Outro segmento que preocupa a Previdência é o da produção de amianto. Apenas Brasil, Rússia e China ainda toleram esse produto e, segundo Schwarzer, vão pagar caro por isso. Alemanha e França baniram o amianto há mais de dez anos, mas ainda registram cerca de mil mortes por ano provocadas por câncer em decorrência dessa exposição ao asbesto (utilizado na composição do amianto). Nesses dois países europeus, esse ritmo de óbitos vai durar até 2030. "Imagine o Brasil, que não tem o grau de segurança ocupacional de França e Alemanha? Até hoje, não fizemos nenhuma limitação ao amianto. Nossas estatísticas de trabalhadores mortos por câncer estão subestimadas por falta de identificação adequada da relação entre a doença e o trabalho", afirma Schwarzer.

Além do problema potencial que o etanol trouxe à Previdência, o destaque das doenças profissionais que mais pressionam o sistema são as lesões por esforço repetitivo (LER) e os distúrbios nervosos, típicas do ciclo de automação e informatização que iniciou-se nos anos 90. "A desgraça é que também continuamos com as doenças da fase industrial conhecida como fordismo", lamenta Schwarzer.

Ele informa que, em 2005, um terço dos acidentes de trabalho foram nas mãos e punhos. As ocorrências mais freqüentes são de esmagamentos, amputações, fraturas, cortes e queimaduras, o que revela a precariedade das condições de trabalho no Brasil.

Schwarzer garante que o Ministério da Previdência está enfrentando toda essa demanda. Segundo o secretário, as duas linhas básicas de atuação são a busca de uma gestão mais eficiente na concessão e no controle dos auxílios-doença e, para o futuro próximo, a recuperação da estrutura de reabilitação profissional no âmbito do Instituto Nacional do Seguro Social (INSS).

"Evitamos gastos de R$ 4,3 bilhões com a reversão da curva de benefícios emitidos. A taxa de crescimento, que era de aproximadamente 4%, caiu pela metade nos últimos 18 meses", informa. Com relação aos auxílios-doença, o estoque em outubro de 2005 bateu o recorde chegando a 1,6 milhão de benefícios. Depois disso, houve uma acentuada queda nesse estoque até maio de 2006. Naquele mês, a marca foi de 1,3 milhão. Mas a curva voltou a ser ascendente até novembro do ano passado, com o acúmulo de 1,57 milhão de benefícios.
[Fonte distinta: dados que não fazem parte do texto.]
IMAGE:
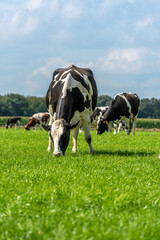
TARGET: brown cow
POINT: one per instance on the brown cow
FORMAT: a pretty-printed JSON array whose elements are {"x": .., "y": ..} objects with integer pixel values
[{"x": 37, "y": 118}]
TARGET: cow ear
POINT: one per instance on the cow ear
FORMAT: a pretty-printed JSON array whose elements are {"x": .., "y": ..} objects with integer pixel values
[
  {"x": 71, "y": 125},
  {"x": 46, "y": 127}
]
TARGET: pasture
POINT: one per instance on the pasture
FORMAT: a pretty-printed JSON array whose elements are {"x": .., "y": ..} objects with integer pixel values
[{"x": 113, "y": 194}]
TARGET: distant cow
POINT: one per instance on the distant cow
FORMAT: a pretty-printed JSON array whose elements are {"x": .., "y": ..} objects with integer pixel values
[
  {"x": 125, "y": 106},
  {"x": 37, "y": 118},
  {"x": 13, "y": 120},
  {"x": 71, "y": 99},
  {"x": 97, "y": 114},
  {"x": 121, "y": 124}
]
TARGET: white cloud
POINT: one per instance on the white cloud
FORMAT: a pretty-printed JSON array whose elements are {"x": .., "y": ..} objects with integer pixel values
[
  {"x": 34, "y": 5},
  {"x": 144, "y": 23},
  {"x": 71, "y": 11},
  {"x": 127, "y": 60}
]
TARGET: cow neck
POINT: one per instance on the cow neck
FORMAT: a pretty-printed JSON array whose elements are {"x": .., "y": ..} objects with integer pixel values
[{"x": 64, "y": 109}]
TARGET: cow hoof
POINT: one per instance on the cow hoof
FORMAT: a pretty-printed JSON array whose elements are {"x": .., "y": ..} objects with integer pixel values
[
  {"x": 92, "y": 152},
  {"x": 49, "y": 149},
  {"x": 57, "y": 154},
  {"x": 74, "y": 150}
]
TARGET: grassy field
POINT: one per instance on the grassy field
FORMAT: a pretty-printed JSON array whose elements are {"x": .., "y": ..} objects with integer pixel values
[{"x": 113, "y": 194}]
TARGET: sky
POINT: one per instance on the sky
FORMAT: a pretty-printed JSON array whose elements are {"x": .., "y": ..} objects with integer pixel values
[{"x": 118, "y": 40}]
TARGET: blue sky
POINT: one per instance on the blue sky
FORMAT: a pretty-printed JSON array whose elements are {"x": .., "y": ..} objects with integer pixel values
[{"x": 119, "y": 40}]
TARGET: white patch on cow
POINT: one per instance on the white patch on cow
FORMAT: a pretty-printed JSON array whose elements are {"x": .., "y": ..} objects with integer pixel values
[
  {"x": 60, "y": 79},
  {"x": 70, "y": 83},
  {"x": 128, "y": 104},
  {"x": 56, "y": 132}
]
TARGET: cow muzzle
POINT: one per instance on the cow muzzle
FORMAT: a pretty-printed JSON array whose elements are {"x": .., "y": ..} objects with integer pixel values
[{"x": 57, "y": 154}]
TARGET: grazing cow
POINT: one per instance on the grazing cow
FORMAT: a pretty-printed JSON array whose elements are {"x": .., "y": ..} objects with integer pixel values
[
  {"x": 121, "y": 124},
  {"x": 37, "y": 118},
  {"x": 97, "y": 114},
  {"x": 13, "y": 120},
  {"x": 125, "y": 106},
  {"x": 71, "y": 99}
]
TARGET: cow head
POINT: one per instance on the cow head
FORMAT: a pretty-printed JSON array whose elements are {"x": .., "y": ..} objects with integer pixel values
[
  {"x": 59, "y": 132},
  {"x": 102, "y": 126}
]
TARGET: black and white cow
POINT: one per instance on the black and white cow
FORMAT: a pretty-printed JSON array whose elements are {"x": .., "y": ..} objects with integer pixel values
[
  {"x": 98, "y": 114},
  {"x": 71, "y": 99},
  {"x": 125, "y": 106},
  {"x": 121, "y": 124},
  {"x": 13, "y": 120}
]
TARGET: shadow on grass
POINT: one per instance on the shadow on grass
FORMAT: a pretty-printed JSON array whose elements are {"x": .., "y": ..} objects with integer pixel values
[{"x": 123, "y": 153}]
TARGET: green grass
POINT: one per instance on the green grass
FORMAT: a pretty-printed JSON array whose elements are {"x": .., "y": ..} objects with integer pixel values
[{"x": 113, "y": 194}]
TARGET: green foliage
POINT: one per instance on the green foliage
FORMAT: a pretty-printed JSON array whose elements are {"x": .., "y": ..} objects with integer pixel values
[
  {"x": 148, "y": 123},
  {"x": 104, "y": 100},
  {"x": 113, "y": 194},
  {"x": 18, "y": 105},
  {"x": 3, "y": 120}
]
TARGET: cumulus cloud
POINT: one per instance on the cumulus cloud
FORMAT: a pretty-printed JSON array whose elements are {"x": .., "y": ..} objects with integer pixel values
[
  {"x": 40, "y": 78},
  {"x": 144, "y": 23},
  {"x": 123, "y": 60},
  {"x": 23, "y": 18}
]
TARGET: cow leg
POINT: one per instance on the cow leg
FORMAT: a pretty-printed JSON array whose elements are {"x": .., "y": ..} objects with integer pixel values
[
  {"x": 75, "y": 132},
  {"x": 134, "y": 124},
  {"x": 115, "y": 128},
  {"x": 119, "y": 127},
  {"x": 19, "y": 123},
  {"x": 40, "y": 125},
  {"x": 128, "y": 126},
  {"x": 49, "y": 149},
  {"x": 87, "y": 135}
]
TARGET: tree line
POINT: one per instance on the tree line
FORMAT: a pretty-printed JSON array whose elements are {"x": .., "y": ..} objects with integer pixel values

De lá para cá, a tendência do estoque vem sendo declinante. em março, o total ficou em 1,48 milhão de auxílios-doença.

O governo Luiz Inácio Lula da Silva substituiu todos os médicos terceirizados que realizavam as perícias no INSS, mas não foi suficiente. É ansiosamente aguardada a aprovação, pelo Congresso, do Projeto de Lei do Senado (PLS) 261, de autoria de Aloizio Mercadante (PT-SP). A proposta vai evitar que o pagamento do benefício do trabalhador afastado seja, em algumas situações, maior que o próprio salário.
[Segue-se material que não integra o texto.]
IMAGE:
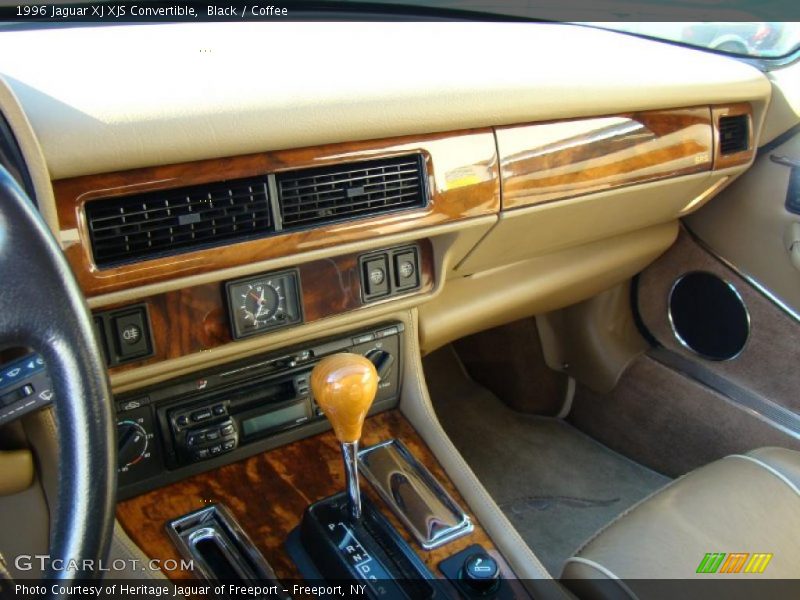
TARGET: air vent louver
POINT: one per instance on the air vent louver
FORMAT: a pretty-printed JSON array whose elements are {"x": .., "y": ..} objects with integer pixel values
[
  {"x": 734, "y": 132},
  {"x": 180, "y": 219},
  {"x": 323, "y": 195}
]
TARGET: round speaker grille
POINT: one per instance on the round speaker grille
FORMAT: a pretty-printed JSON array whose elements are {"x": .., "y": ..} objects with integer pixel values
[{"x": 708, "y": 316}]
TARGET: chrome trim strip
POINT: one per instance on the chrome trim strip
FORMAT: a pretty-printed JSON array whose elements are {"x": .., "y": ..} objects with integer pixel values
[
  {"x": 793, "y": 163},
  {"x": 272, "y": 194},
  {"x": 678, "y": 336},
  {"x": 769, "y": 468},
  {"x": 413, "y": 494},
  {"x": 215, "y": 523}
]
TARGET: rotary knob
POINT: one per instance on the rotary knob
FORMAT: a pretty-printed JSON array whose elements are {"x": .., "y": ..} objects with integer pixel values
[{"x": 132, "y": 441}]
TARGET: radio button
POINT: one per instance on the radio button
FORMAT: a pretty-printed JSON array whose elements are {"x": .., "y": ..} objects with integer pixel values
[{"x": 201, "y": 415}]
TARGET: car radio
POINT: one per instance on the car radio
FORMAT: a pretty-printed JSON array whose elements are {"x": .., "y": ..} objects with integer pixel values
[{"x": 188, "y": 425}]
No Brasil, em 2002, a estimativa era a de um gasto de R$ 32 bilhões decorrente dos acidentes de trabalho. De acordo com o Ministério da Previdência, entre 2003 e 2005, foram registrados 1.356 milhão de acidentes de trabalho. Em 2005, foram 491,7 mil acidentes, dos quais 0,51% foram fatais, resultando em óbito do trabalhador.